Wir haben schon in einem Beitrag über Maria Sibylla Merian – und auch in anderen Beiträgen – darauf hingewiesen, dass es Verbindungen zwischen Deutschland und diesem Lateinamerikanischem Land, in dem die Amtssprache Niederländisch ist, gibt.
Es war der Deutsche August Kappler, der an der Marowijne die Stadt Albina gründete. Die Philologische Bibliothek verfügt über die deutsche wie über die niederländischsprachige Ausgabe seiner Erinnerungen.
Die Herrnhuter haben einen wichtigen kulturellen Beitrag geleistet, indem sie die einheimischen Sprachen dokumentiert haben, indem sie die einheimische Bevölkerung unterrichtet haben. Noch heute ist diese Kirche die größte des Landes. Ricardo Macnack verdankt dieser Kirche einen Aufenthalt in der DDR.
Auch sprachlich gibt es deutsche Reste. Fast alles zu Deutschen in Suriname erfahren Sie bei Carl Haarnacks Buku – Bibliotheca Surinamica.
Es geht mir hier aber um einen Kontakt in der Mitte des vorigen Jahrhunderts.

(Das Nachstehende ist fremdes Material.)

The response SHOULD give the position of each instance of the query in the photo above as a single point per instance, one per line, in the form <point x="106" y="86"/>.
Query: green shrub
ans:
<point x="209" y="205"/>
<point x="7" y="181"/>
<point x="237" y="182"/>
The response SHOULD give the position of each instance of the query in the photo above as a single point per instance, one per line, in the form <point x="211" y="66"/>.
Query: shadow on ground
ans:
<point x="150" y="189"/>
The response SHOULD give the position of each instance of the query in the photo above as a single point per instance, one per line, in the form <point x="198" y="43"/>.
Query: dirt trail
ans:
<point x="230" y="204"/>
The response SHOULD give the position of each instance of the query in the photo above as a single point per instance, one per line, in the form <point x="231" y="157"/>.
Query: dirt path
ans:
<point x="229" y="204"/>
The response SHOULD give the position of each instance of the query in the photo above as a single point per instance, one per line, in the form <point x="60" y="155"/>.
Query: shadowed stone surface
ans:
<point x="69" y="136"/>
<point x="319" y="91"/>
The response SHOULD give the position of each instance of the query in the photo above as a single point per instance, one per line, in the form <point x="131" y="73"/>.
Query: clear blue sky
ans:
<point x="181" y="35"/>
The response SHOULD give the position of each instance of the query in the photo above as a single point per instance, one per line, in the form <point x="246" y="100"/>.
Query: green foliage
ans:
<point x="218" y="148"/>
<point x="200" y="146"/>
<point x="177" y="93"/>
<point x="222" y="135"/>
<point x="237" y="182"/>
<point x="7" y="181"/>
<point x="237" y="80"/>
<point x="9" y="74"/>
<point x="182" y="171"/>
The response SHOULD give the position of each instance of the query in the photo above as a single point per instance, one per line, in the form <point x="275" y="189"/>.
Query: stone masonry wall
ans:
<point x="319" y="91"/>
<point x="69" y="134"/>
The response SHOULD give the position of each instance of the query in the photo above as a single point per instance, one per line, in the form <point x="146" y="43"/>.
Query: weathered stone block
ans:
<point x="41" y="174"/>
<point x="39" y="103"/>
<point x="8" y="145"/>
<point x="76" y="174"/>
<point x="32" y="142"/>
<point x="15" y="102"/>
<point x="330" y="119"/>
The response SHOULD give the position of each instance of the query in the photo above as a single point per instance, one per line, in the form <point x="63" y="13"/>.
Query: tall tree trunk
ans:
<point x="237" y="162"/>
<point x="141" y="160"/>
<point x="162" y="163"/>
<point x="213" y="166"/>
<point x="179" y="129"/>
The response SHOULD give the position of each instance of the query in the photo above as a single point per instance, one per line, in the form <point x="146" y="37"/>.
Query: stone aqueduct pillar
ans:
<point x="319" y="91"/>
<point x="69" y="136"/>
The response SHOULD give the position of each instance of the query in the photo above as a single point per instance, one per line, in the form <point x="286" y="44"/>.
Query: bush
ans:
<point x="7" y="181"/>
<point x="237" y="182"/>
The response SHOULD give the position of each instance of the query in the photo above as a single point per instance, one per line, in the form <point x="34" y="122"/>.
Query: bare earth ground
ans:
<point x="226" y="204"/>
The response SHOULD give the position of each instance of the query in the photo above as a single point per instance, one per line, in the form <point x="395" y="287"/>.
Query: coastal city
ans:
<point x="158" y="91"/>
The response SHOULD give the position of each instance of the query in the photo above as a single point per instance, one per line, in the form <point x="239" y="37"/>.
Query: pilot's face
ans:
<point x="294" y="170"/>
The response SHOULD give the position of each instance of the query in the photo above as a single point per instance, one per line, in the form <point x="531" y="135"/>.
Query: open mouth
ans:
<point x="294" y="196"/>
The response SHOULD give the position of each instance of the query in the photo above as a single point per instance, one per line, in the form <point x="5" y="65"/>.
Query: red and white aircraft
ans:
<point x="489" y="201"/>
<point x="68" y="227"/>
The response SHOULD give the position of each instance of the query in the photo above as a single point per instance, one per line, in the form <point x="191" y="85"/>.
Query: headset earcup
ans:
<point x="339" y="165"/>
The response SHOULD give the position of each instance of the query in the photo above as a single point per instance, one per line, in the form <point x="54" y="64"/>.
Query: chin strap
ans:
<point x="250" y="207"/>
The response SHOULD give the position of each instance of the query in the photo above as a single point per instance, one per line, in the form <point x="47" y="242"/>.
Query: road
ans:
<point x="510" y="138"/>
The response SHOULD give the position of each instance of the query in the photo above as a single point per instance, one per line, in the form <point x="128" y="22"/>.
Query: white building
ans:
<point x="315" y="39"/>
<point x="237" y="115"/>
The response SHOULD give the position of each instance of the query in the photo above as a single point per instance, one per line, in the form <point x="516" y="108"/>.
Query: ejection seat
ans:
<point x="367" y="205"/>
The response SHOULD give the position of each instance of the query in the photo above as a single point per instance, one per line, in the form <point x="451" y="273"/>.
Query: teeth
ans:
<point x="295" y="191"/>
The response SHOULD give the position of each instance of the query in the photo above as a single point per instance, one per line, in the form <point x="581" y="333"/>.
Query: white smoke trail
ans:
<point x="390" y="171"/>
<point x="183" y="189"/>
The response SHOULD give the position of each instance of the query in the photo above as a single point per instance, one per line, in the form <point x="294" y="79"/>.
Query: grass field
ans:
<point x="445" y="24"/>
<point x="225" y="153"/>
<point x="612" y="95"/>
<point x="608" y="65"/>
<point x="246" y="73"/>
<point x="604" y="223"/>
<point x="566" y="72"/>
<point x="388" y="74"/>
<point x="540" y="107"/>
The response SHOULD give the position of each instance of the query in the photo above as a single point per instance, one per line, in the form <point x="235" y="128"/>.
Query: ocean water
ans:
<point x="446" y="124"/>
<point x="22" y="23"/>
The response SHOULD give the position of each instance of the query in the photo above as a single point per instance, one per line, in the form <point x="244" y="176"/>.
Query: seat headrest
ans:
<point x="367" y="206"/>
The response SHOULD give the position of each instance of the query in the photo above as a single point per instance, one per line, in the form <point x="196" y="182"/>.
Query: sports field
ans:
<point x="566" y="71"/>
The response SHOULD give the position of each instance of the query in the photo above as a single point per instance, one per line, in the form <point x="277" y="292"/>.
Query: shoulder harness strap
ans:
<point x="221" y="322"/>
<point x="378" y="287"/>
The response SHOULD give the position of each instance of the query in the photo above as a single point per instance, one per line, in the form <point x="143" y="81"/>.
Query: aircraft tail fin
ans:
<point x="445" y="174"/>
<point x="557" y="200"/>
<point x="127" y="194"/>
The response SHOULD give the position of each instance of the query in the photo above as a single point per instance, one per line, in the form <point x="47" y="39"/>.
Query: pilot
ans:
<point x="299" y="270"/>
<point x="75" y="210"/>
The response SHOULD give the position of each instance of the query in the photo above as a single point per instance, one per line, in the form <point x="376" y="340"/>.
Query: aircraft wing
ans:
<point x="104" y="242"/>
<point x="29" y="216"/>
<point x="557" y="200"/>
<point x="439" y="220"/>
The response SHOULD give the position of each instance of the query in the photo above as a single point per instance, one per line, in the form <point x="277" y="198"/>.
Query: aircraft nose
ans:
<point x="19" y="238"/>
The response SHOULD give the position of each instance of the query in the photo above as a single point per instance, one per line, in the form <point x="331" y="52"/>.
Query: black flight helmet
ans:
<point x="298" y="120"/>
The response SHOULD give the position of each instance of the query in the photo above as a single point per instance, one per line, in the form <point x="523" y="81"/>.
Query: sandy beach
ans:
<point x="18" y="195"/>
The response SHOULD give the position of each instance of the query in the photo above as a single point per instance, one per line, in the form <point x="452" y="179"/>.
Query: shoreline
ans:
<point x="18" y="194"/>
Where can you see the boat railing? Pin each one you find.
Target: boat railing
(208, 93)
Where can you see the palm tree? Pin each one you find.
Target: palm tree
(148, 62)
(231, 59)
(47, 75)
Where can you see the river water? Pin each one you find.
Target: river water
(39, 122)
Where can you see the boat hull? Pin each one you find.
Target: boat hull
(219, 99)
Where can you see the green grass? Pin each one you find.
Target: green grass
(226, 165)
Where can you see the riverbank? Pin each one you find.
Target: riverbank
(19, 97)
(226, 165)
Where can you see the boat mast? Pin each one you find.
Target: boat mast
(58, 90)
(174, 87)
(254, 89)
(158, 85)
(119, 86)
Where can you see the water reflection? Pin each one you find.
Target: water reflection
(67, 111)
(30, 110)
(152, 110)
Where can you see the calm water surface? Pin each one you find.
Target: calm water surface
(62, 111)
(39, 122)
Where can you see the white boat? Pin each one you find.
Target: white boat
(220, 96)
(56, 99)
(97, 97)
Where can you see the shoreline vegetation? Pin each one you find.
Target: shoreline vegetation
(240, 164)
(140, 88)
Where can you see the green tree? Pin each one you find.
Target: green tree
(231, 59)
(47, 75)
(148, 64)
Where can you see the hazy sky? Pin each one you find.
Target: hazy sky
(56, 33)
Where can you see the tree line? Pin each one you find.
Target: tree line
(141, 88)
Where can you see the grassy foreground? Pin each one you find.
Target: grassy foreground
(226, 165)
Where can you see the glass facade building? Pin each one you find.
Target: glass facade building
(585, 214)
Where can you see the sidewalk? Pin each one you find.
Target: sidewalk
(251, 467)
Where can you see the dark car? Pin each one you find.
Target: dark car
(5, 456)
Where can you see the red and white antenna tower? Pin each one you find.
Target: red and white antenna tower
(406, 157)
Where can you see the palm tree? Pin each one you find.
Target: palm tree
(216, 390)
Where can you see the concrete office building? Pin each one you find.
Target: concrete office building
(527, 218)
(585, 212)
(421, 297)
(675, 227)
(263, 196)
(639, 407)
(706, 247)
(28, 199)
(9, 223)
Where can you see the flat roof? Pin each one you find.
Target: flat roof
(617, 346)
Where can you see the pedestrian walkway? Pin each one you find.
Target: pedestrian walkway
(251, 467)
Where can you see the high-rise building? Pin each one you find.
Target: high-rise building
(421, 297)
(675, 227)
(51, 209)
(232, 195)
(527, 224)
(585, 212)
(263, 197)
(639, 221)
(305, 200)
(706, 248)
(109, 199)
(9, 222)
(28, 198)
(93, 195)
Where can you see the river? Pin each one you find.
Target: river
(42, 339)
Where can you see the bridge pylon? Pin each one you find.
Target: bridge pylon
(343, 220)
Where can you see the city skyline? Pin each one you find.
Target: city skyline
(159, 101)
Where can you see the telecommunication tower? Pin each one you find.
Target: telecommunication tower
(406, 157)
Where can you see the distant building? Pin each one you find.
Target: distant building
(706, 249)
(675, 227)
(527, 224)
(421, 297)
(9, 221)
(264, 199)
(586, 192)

Der in Paramaribo geborene Lou Lichtfeld (Pseudonym: Albert Helman) war befreundet mit dem deutschen Autor Albert Vigoleis Thelen aus Süchteln an der Niers. Letzterer hatte (im Grenzgebiet geboren) ein großes Herz für die niederländische Literatur und die Niederlande (Der schwarze Herr Bahßetup zum Beispiel). Lichtfeld/Helman war nicht der einzige niederländische Schriftsteller, dem er verbunden war. Auch Menno ter Braak kannte er gut.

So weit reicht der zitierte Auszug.